The idea in a nutshell: As the Mossack Fonseca (Panama Papers) scandal shows us, governments find it hard to tax companies, given existing international legal and tax structures. Against that background, and a rising public deficit the Australian government insists on cutting tax for corporations. Not only does that not make sense, it hides a bigger issue….

Getting companies to pay tax is an old and known problem

Governments in the G20 been targeting tax avoidance since the Global Financial Cricis. Unfortunately, they haven’t made much progress. Globally, companies legally avoid more than $1.1 trillion last year. The advice all comes from the same global accounting practices.  The Top 4 accounting firms, which advise both the government on tax reform and 98% of the companies which earn more than $1bn a year, conservatively, legally avoid global tax responsibilities of more than $1 trillion per year. Similar research suggest that tax avoidance costs the Australian government alone $50bn a year.

The big companies are brazen about it

It seems every day there is a new story in the press linking another company to tax avoidance. As most people know, tax avoidance is legal. Tax evasion is not. Between the two extremes are companies who game the rules using legal ‘tricks’ to a level that the average man in the street would think unreasonable.

First among those seem to be the household name internet companies. The Head of Product at Google actually explaines what governments could do improve their income from tax. Similarly inscouciant, Facebook simply does not submit tax documents requested by the US Department Of Justice, as the timeline approaches the statute of limitations for the crime they are understood to have committed. In simple terms, they’ve been accused of behaving legally when it comes to entering their tax submission and are just not responding in the hope that they will get away under a different type of legal loophole.

The problem is systemic. Tax laws were developed to deal with taxing manufacturing in the Industrial Revolution and haven’t adapted enough since. As value in the world ecomomy moves to services and IP, tax rules become easier to get around.

Transfer Pricing is the most famous example of how companies to it.

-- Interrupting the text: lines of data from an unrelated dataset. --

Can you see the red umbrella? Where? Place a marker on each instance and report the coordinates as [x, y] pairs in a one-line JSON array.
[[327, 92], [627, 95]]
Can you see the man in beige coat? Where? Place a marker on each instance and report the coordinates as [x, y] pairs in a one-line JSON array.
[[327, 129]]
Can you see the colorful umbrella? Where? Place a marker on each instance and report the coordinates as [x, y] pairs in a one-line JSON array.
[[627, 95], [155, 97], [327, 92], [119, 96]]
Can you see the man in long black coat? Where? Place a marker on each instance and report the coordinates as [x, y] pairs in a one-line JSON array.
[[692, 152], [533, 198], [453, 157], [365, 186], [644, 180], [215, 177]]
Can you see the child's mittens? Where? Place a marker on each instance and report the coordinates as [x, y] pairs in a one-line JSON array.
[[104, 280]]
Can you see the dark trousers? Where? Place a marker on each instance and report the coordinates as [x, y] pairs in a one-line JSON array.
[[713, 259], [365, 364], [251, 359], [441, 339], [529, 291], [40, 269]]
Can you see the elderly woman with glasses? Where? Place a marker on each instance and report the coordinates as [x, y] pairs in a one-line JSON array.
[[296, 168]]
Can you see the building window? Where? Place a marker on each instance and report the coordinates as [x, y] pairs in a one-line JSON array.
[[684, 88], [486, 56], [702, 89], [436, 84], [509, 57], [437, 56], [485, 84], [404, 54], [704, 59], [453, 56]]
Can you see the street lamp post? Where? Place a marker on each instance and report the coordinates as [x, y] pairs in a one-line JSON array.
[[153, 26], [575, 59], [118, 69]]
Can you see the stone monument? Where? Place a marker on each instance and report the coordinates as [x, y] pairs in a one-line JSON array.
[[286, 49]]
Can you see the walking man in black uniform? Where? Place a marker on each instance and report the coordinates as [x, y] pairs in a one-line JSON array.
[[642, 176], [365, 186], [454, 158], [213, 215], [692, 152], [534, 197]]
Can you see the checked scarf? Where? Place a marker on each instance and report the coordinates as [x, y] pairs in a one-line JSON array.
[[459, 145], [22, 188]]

Different offices of the same company sell each other components and services at rates which magically make profits end up in low tax zones.

Suggestions on how to fix the problem include:

  • Treat all of the different entities of a company as one legal company.
  • Reduce tax rules – and loopholes.
  • Implement a tax on revenues.
  • Offer a ‘fair play’ reward to encourage companies to avoid behaving in morally irresponsible ways by offering them a lower tax rate.
  • Split up the big auditing and tax advice companies

So : Talk of corporate tax cuts in Australia is mind blowingly inappropriate.

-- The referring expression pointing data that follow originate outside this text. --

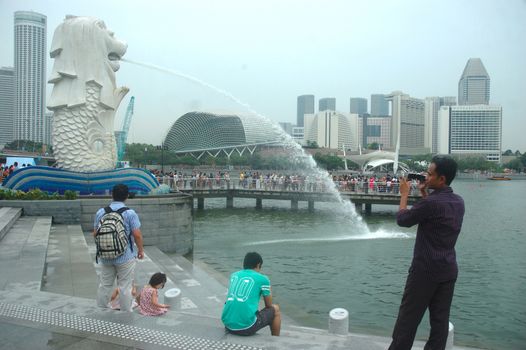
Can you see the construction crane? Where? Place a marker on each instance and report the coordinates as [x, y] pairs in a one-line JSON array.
[[122, 135]]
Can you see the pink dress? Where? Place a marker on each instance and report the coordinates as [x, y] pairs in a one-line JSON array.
[[146, 306]]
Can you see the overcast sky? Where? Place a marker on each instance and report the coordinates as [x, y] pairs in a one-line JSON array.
[[267, 52]]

Given that this is a known issue, it seems incredible that the Australian government and the opposition both suggested a drop in the corporate tax rate in the run up to the 2016 election.

BEPS (Base erosion and profit sharing) offers hope

BEPS is one proposed solution to international tax avoidance.

It’s an OECD policy specifically targeting companies which shift their profits to low tax environments.

Fundamentally, it requires better reporting which, it is hoped, will help governments spot those taking advantage of the system. Unsurprisingly, companies suggest the newly proposed rules are too onerous.

Summing up

In fairness, the 2016 Australian budget also contained measures to address ‘diverted profits’ (also known as the Google Tax.) It should be noted though that allowing corporate tax cuts, however bonkers, is not mutually exclusive with tighter avoidance controls. Even if the corporate tax cuts do go through, the Australian government can still insist corporates actually pay what’s due.

There are specific issues leading to countries failure to tax, the solutions to which have been proposed above. The root problem is that there are a plethora of international organisations lacking coordination, some of whom want to undercut the others (act as low tax zones) to line their own coffers.

What hope, there is in BEPS that there is seems complicated by the current economic environment. Brexit and the rise of Donald Trump all reflect disenfranchised people, looking for someone to blame for their lot.

In my view it would be far more effective to have a real discussion in Australia about the reason we are seeing such unjust social outcomes. $50bn, the amount it is proposed that big companies are avoiding, represents a 20% cut of total Australian tax revenues in 2020. Just think of the public investments that could be made if the problem was addressed effectively. Frankly, it’s great that, since Mossack Fonseca, these ideas are being discussed. The shame is that they are not being discussed enough and that most people do not understand the real situation.

Instead of turning the boats around and voting for Pauline Hansen, we should be blaming big businesses for not paying.

Ultimate responsibility sits with us. We have the power to divert our attention form misunderstood immigration problems and focus on the real issue: The companies we use and trust most, which we reply on to provide the information and transparency we need in life are not paying their fair share. They do not deserve a tax cut.